I wrote my first newspaper story for The Morning Herald on a manual typewriter in what was, charitably, a newsroom very long on character and very short on cleanliness and modern (even for that era) amenities.

The desk I had borrowed on my first day was filled with cigarette butts that someone had put out, flame first, on the desktop. More people smoked cigarettes than didn't. The window air conditioner may have worked, but it had been sacrificed on that day for open windows, sans screens.

Completed stories were given to editors, who would edit by literally cutting, gluing and Scotch-taping your story into a readable form. The story was then passed through a long line of proof-readers, copy editors and compositors.

I had as much understanding of the production process that ended with my story published in the paper as, today, I understand the inner workings of a jet engine.

After work, we would often retire to the since-demolished Antietam Tavern, to talk about the day's stories and the day's newsmakers over an ice cold can of 35-cent Schaefer beer.

How times have changed.

Today, we work in a beautiful building. I'm a horrible typist, and the computer that I'm writing this column on will almost correct spelling errors and typos before I've had a chance to make them. (Unfortunately, I can still sneak a few by.)
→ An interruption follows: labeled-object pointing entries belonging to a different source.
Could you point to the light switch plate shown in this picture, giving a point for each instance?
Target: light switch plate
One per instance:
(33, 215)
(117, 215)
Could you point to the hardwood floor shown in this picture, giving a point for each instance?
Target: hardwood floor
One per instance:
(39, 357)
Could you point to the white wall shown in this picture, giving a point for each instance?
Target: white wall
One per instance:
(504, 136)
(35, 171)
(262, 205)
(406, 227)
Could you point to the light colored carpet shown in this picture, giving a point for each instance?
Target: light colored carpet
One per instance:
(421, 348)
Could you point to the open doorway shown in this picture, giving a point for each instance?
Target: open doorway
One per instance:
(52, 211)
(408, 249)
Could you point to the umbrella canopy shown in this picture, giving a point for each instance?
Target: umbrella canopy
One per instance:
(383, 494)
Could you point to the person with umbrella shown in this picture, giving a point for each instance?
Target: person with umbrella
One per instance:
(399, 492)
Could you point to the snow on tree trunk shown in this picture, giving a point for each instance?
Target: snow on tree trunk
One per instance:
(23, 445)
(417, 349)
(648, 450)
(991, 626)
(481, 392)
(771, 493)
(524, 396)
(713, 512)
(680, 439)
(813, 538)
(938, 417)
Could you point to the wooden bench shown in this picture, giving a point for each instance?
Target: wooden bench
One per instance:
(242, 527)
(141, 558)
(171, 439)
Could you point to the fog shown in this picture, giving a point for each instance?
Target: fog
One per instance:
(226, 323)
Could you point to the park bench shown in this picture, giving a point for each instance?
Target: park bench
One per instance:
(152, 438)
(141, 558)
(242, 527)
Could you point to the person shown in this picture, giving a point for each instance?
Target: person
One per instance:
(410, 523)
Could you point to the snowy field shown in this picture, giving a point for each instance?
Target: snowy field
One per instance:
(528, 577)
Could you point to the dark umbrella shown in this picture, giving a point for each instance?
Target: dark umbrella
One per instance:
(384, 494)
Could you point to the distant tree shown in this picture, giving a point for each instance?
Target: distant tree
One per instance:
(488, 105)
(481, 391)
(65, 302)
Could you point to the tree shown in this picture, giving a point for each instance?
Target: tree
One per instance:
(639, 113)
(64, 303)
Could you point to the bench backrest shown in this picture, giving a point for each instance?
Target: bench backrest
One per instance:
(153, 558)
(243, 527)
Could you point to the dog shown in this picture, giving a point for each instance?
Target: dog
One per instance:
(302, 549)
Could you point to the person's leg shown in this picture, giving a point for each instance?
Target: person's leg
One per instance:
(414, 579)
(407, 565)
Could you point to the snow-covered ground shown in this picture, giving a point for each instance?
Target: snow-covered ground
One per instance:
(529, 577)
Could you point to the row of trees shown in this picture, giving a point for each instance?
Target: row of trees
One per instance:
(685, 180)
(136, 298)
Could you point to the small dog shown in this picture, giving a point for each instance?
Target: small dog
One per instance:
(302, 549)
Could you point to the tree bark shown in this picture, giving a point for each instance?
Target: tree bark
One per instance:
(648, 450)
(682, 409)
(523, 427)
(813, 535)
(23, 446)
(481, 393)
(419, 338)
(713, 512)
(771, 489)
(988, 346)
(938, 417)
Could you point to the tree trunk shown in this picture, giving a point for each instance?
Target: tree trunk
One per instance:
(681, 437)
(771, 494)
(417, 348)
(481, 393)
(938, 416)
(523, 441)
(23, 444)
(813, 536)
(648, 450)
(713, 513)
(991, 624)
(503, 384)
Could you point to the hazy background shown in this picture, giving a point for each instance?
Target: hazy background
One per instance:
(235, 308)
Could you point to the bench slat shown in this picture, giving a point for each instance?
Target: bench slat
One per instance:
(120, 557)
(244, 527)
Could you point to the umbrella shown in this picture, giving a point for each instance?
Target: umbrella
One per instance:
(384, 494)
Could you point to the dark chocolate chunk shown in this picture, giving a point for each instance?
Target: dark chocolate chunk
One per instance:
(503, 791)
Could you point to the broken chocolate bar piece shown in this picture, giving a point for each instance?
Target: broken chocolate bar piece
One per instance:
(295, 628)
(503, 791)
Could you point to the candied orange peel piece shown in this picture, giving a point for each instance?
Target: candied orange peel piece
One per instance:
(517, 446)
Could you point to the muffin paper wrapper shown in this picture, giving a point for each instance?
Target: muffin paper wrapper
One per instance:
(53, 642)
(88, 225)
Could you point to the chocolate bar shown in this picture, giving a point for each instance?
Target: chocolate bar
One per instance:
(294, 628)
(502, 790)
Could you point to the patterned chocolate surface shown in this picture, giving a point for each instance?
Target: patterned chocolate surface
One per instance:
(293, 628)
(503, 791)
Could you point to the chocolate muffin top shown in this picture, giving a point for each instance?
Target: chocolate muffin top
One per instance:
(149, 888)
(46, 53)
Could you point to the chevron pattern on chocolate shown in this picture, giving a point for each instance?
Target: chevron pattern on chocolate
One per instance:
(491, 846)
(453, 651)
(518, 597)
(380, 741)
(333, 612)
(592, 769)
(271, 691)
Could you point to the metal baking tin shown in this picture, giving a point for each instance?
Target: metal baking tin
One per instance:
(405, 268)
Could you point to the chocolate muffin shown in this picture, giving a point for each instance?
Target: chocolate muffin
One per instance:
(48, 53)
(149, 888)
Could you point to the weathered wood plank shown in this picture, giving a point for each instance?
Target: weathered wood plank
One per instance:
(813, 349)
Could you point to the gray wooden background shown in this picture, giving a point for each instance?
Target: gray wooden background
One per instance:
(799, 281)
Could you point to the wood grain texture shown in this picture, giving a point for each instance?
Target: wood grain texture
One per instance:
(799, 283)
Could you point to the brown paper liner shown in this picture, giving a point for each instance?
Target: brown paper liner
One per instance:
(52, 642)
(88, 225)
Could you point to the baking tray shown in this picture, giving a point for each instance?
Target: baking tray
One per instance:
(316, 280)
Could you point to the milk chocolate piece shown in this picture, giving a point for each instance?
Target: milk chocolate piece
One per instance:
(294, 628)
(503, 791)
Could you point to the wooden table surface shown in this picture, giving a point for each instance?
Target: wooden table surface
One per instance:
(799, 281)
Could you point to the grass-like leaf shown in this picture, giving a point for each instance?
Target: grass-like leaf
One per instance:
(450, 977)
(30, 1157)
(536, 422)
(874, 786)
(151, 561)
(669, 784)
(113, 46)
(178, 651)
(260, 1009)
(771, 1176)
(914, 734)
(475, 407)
You won't find any cigarette butts in our newsroom. Smokers must use a designated room or go outside. The smokers don't like that, but the rest of our employees do. The building is centrally air conditioned.

Stories are written and edited on computer screens. Cutting and pasting, still an editor's best friend, are now computer commands. When the story leaves the copy desk, the next stop is the printed page. Gone are the proof-readers. Compositors have been replaced by paginators, who assemble completed pages electronically, and pass them on to the press room.

After work, I'm told a few reporters still make their way to local watering holes. But they're just as likely to head to the health club or gym. For sure, the beer will cost more than 35 cents.

I'm not one to romanticize the old days. They were great times, and I wouldn't trade my experiences for anything. But I wouldn't go back, either.

And some things haven't changed.

The Herald-Mail remains the No. 1 source for local information. We're probably publishing more local information today than we ever have. From staff-written news stories to obituaries to honor rolls to Little League news, no one has a local information digest on Washington County like The Herald-Mail. In fact, no one even comes close.

And now we have the Internet. It has allowed The Herald-Mail and all newspapers to compete with our friends in TV and radio, and we now beat our competitors to the punch without having to wait for the next production cycle to do so.

Nearly three decades into my newspaper career, yes, indeed, there has been great change. But it's been a great ride.

And the good Lord willing, it's far from over.

John League is editor and publisher of The Herald-Mail Co.